Well we’ve been in our new house a fortnight and we’re s l o w l y getting sorted. We’ve had a quote for a new roof that would make you choke on your dinner, but thankfully the plumbing issues were (relatively) minor, as are the electrical problems. What can I say? In an old house these things are part of the ‘character’. Two weeks in and, despite there having been flooding nearby, we now have central heating, hot water and, as of a half hour ago, a brand new cooker! I like camping, but it wears a little thin trying to live the camping life in your home Having said that, we have made good use of the bread-maker, slow cooker, microwave and halogen oven, skills which I’m sure will come in handy as we endeavour to lessen our energy consumption. After all, it’s a journey, not a race. The new cooker is A-rated for energy efficiency, has a double oven so we can choose the appropriate size to use and is British made, so not too bad on the environmental front (by which I mean it didn’t travel from China). We have dreams of solar panels, biomass stoves, growing our own fruit and veg, etc., but, for now… we’re ok.
We have a little girl in our household with a birthday this week, and this little girl has a penchant for unicorns.

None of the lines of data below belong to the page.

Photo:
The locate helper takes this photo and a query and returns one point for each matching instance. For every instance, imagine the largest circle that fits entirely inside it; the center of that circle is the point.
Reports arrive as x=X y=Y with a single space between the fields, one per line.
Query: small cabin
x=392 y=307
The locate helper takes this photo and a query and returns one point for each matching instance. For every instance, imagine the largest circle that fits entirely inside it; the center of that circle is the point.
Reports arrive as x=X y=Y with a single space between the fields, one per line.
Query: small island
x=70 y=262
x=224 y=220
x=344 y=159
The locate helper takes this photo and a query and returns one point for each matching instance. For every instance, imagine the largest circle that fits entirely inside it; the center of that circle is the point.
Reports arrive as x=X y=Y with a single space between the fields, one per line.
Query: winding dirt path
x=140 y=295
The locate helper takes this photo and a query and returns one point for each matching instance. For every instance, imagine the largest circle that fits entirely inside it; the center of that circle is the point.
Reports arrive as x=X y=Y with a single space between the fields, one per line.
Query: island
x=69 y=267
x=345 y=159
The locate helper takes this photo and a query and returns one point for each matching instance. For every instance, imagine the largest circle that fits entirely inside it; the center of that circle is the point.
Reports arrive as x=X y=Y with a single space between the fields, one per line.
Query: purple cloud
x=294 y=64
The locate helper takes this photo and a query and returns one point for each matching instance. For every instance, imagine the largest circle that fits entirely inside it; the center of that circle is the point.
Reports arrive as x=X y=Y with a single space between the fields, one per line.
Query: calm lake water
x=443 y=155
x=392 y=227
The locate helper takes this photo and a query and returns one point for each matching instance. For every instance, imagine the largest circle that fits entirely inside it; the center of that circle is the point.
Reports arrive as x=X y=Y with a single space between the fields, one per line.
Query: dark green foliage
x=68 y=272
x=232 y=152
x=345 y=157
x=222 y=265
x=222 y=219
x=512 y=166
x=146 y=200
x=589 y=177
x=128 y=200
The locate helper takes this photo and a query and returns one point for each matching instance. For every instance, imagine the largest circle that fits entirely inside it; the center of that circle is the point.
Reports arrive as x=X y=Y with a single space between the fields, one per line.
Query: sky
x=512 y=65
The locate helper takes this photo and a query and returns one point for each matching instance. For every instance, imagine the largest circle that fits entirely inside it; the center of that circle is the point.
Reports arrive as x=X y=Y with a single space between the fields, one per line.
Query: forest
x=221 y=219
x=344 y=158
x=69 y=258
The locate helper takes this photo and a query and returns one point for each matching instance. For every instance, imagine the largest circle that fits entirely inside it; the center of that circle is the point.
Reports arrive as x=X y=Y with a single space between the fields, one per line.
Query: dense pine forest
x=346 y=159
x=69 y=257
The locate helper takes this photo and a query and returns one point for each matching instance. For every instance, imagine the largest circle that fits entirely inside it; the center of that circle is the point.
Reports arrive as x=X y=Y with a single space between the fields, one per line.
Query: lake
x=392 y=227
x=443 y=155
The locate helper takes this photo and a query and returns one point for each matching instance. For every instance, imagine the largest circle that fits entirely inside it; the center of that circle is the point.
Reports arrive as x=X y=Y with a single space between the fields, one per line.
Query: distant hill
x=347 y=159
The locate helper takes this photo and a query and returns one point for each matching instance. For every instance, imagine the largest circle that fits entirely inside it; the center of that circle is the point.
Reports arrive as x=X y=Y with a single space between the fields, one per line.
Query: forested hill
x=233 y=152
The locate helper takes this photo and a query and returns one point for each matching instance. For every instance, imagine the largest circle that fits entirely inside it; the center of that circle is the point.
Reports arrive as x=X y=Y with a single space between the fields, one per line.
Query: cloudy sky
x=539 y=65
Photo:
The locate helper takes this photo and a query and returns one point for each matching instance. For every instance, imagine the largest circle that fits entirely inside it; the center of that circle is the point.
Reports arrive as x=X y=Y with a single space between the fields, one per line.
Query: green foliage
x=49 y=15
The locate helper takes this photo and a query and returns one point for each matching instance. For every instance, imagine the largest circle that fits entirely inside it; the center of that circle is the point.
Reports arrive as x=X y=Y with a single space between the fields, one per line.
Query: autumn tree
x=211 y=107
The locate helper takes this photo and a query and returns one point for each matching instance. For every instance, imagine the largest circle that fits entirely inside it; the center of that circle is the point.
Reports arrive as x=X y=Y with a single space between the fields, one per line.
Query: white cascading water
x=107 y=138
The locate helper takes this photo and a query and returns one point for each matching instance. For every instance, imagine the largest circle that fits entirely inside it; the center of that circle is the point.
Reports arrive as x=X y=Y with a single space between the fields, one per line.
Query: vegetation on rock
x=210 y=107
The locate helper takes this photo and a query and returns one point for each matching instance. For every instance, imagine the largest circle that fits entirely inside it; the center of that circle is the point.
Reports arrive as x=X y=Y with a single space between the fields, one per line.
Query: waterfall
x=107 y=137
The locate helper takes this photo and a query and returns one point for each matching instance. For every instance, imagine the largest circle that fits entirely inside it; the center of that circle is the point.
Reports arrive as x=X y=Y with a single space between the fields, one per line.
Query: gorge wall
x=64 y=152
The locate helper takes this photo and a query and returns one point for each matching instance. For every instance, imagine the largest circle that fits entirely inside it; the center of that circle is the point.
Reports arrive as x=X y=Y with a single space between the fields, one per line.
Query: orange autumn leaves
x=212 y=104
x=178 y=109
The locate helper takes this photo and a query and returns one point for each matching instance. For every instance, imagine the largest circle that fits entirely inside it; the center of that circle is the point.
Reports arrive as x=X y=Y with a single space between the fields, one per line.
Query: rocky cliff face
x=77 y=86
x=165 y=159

What does the trying-to-be eco-friendly household do when it comes to birthdays? We make things. Yay!
I found a wonderful pattern for a crocheted amigurumi unicorn. I am not exactly a beginner ‘hooker’ but I am not yet proficient, so I need simple patterns. This pattern is just that. It is quite fiddly in places, particularly when stuffing, but that may be because I have only made one other stuffed toy previously, many years ago. Like many crafty types, I have a rather large stash of yarn, so I decided that instead of buying stuffing I would chop up some soft acrylic aran yarn in cream and use that as my stuffing. I made the body out of Twilleys Freedom Echo DK in ‘natural’ shade, which is manufactured in England from recycled cotton. I made the mane, tail and horn from Sirdar Smiley Stripes DK in ‘Honolulu’ shade, which is manufactured from 80% bamboo and 20% wool.

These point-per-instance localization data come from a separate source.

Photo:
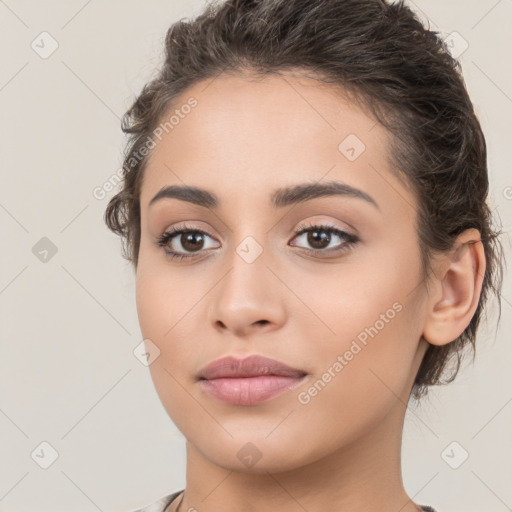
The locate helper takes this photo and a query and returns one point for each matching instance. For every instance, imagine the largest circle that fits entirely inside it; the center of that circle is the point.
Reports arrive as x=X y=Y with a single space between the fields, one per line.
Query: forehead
x=247 y=136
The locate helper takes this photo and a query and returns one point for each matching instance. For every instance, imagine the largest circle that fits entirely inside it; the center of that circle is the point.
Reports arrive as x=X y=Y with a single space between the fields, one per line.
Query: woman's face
x=346 y=310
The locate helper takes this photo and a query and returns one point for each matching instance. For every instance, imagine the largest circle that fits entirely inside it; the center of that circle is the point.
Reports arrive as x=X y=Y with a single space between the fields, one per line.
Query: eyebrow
x=280 y=198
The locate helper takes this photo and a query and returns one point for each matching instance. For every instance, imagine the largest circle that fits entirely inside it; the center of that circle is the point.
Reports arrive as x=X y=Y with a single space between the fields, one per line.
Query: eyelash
x=350 y=239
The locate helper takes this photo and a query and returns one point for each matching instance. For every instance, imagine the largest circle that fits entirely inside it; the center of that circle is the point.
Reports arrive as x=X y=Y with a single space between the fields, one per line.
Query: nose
x=248 y=299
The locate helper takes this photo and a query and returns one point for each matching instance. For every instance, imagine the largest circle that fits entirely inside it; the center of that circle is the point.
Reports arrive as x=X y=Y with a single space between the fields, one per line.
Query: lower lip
x=249 y=390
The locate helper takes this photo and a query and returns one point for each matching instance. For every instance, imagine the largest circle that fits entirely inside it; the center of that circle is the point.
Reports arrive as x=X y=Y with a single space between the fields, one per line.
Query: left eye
x=190 y=240
x=320 y=238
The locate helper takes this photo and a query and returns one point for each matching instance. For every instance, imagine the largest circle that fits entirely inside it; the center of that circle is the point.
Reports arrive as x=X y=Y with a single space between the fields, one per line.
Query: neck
x=362 y=476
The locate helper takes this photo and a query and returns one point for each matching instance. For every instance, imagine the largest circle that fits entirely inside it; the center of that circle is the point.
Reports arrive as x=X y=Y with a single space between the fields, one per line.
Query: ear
x=455 y=289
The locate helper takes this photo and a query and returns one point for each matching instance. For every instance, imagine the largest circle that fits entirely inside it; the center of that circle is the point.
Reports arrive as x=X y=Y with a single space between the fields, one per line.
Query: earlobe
x=455 y=289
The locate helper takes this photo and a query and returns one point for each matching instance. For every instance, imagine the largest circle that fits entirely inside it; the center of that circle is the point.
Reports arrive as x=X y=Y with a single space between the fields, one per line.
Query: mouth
x=248 y=381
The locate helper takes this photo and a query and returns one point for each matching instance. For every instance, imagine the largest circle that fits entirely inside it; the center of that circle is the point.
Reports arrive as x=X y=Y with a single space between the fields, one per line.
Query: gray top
x=161 y=504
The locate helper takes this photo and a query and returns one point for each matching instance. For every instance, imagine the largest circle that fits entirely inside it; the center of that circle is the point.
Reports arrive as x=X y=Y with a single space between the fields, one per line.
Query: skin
x=340 y=451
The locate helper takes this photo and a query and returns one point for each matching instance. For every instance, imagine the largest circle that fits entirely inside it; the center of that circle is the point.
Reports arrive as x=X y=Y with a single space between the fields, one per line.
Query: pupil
x=187 y=240
x=316 y=240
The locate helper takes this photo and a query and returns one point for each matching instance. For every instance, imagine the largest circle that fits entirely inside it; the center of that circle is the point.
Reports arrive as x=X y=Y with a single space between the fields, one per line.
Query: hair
x=390 y=63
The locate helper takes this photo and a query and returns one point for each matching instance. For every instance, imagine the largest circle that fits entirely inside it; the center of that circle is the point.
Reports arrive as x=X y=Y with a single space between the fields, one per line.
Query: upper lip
x=249 y=367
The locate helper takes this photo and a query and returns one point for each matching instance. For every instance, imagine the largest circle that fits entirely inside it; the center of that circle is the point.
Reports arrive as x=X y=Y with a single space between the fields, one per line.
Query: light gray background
x=68 y=375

I am uncertain of the eco credentials of bamboo. It is a great crop in that it grows quickly and is incredibly versatile, which makes it renewable and useful, but bamboo can’t (I assume) be grown in the UK, so it must have travelled thousands of miles, if it has come from China, and accumulated a fairly substantial carbon footprint along the way. Also, I have no knowledge of the conditions in which it is grown;, for example, has rainforest been destroyed in order to grow bamboo? Is the harvesting of bamboo destructive to the surrounding ecosystem? Are pesticides or fertilisers used that disrupt the local ecosystem? There are often no easy answers when it comes to making better environmental choices. The more I learn the more I realise how complex it all is… So I presume that 80% bamboo and 20% wool is better than a man-made fibre.
I am also thinking of trying out this recipe for a rainbow unicorn cake (using fresh ingredients instead of cake mix). So cute!